He lowered the shirt from his face with a chuckle. "Now, now. Don't be such a sore loser. Besides, you're only proving my point about emotions." His eyes scanned my body from head to toe, bringing a blush to my cheeks.

I tried to gather what dignity I had left. "Yes, well, I will admit I have difficulty controlling them. But I will learn in time."

"Mmm hmmm," he growled, his eyes lingering in certain unseemly places. "You have such sexy legs."

"Ugh! Just give me my shirt back!"

"Aw. Don't want to wager your undergarments for the next game?"

"No, thank you. That's enough strip dejarik for one evening. Now, please, give me my shirt back."

I made to snatch it, but he held it away from me, leaning back into the couch arm rest. I stretched forward in a last effort to grab it. That was my mistake, for in my imbalance I slipped, falling onto him.

"Oh, Bastila! I had no idea you wanted me so badly."

"Give it back!" I said, trying to push myself off him.

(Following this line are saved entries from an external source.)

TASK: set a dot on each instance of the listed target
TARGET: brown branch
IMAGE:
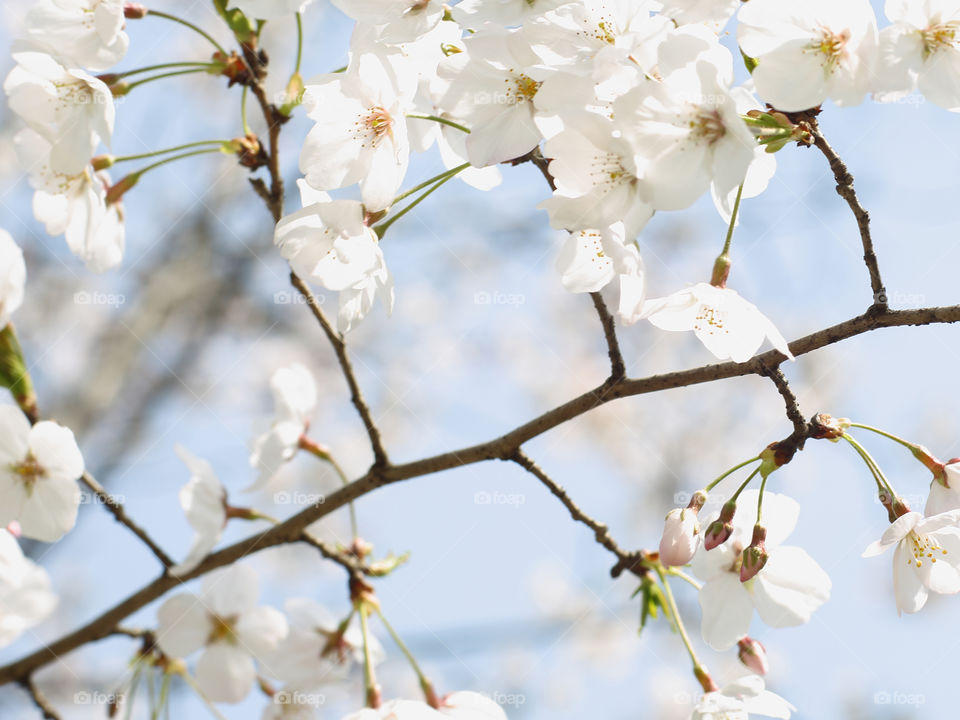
(117, 510)
(846, 190)
(343, 357)
(43, 705)
(794, 414)
(618, 369)
(503, 447)
(631, 561)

His snaked his free arm around me while still holding the shirt away from me. I pushed my hands against his chest to get away, but he held me firmly, his face nuzzling into my neck. "But that wouldn't be any fun. Besides, are you sure you don't want to wager a night with me? Once you go Sith Lord, you'll never go back," he growled.

"Oh, I bet you think you're just so irresistible, don't you? Well, I'm not in the least bit interested."

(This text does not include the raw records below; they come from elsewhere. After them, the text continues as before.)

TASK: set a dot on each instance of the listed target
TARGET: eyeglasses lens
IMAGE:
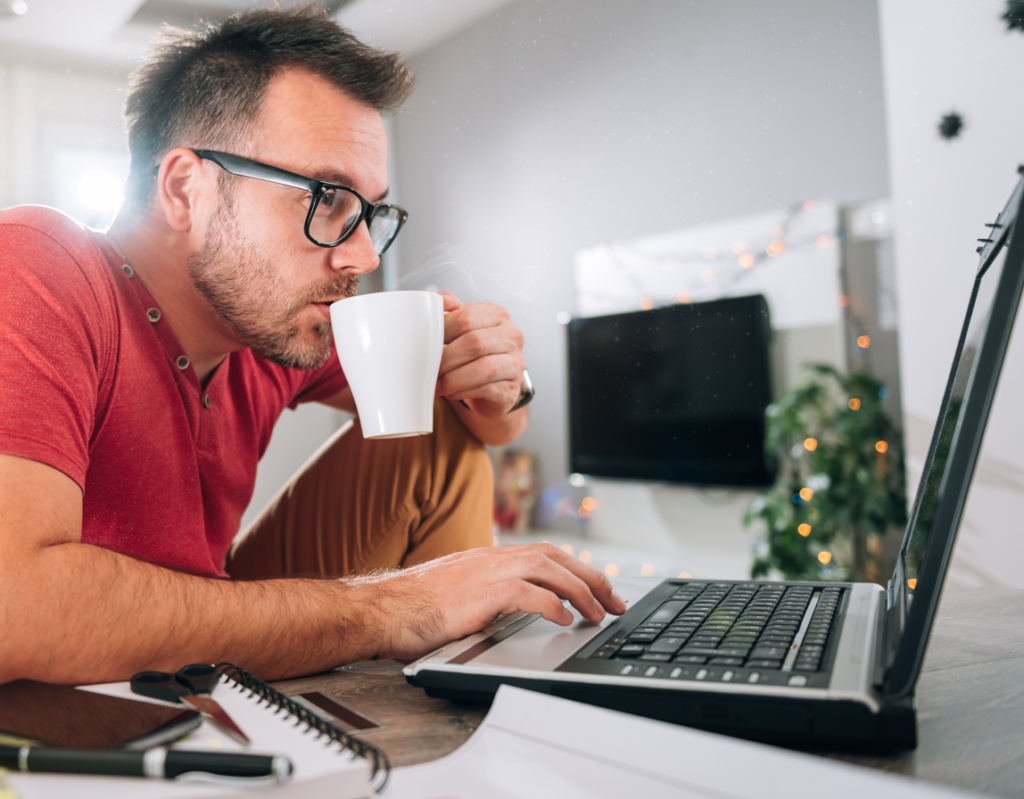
(337, 213)
(384, 226)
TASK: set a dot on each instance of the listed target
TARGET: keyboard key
(666, 645)
(666, 613)
(690, 659)
(766, 653)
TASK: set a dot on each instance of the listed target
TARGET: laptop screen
(923, 521)
(913, 591)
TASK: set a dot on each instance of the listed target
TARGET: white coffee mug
(390, 345)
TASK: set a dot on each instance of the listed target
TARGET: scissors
(193, 686)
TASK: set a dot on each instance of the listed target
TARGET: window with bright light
(90, 183)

Thankfully, he released me. I shuffled away to my side of the couch as he sat up. "Well, what do you propose we wager next? You're getting too good to not raise the stakes. If you hadn't made that mistake just now, you would have won. Next time, pay attention to all of the board, not just the pieces I'm moving."

I nodded my head thoughtfully. Not just to contemplate his advice toward bettering my dejarik skills, but to think of something else I could wager. Something preferably not so humiliating. Something that might even get me in good graces with him. Deep down, I knew it was time to raise the stakes for my escape plan, to give him a taste of the promise of everything he wanted.

"Battle Meditation," I said.

"Pardon?"

"I'll wager my Battle Meditation. You may have full use of it in your next battle."

"And just why would I accept such a wager when you will eventually give it to me anyway?"

"Because you'll get it much sooner?"

"Not necessarily. The next battle won't be for quite some time."

"Why?"

He sighed, almost debating whether he should tell me. "Because I am waiting for reinforcements. It may take a while. That endless supply of ships doesn't come out of nothing."

I raised an eyebrow, my curiosity piqued. "Yes, where do you get all those ships from?"

"Indeed, where do they come from?" he mocked. He clearly had no interest in answering my question. "Tell me, why are you offering your Battle Meditation now? Does this mean you've seriously considered my offer to become my apprentice? In which case, why wager at all?"

I had to choose my words carefully. Fortunately, they had been well-rehearsed in my mind for quite some time. "I am not accepting your offer. But if you win this next game, I promise to follow through on my end of the bet. Are these stakes not high enough for you?"

He nodded his head. "You would risk betraying your Republic for a game of dejarik? Is getting the collar off that important to you?"

"Either way, it will come off, yes?"

"Oh no. If I win, that collar will only come off for the battle, and will be returned to your neck as soon as it is over. The only way it is coming off permanently is either if you win this next game, or agree to become my apprentice."

"I see."

"So, again, I ask, why would you risk betrayal of the Republic to get the collar off? You will be branded a traitor once you help me. You might as well join me."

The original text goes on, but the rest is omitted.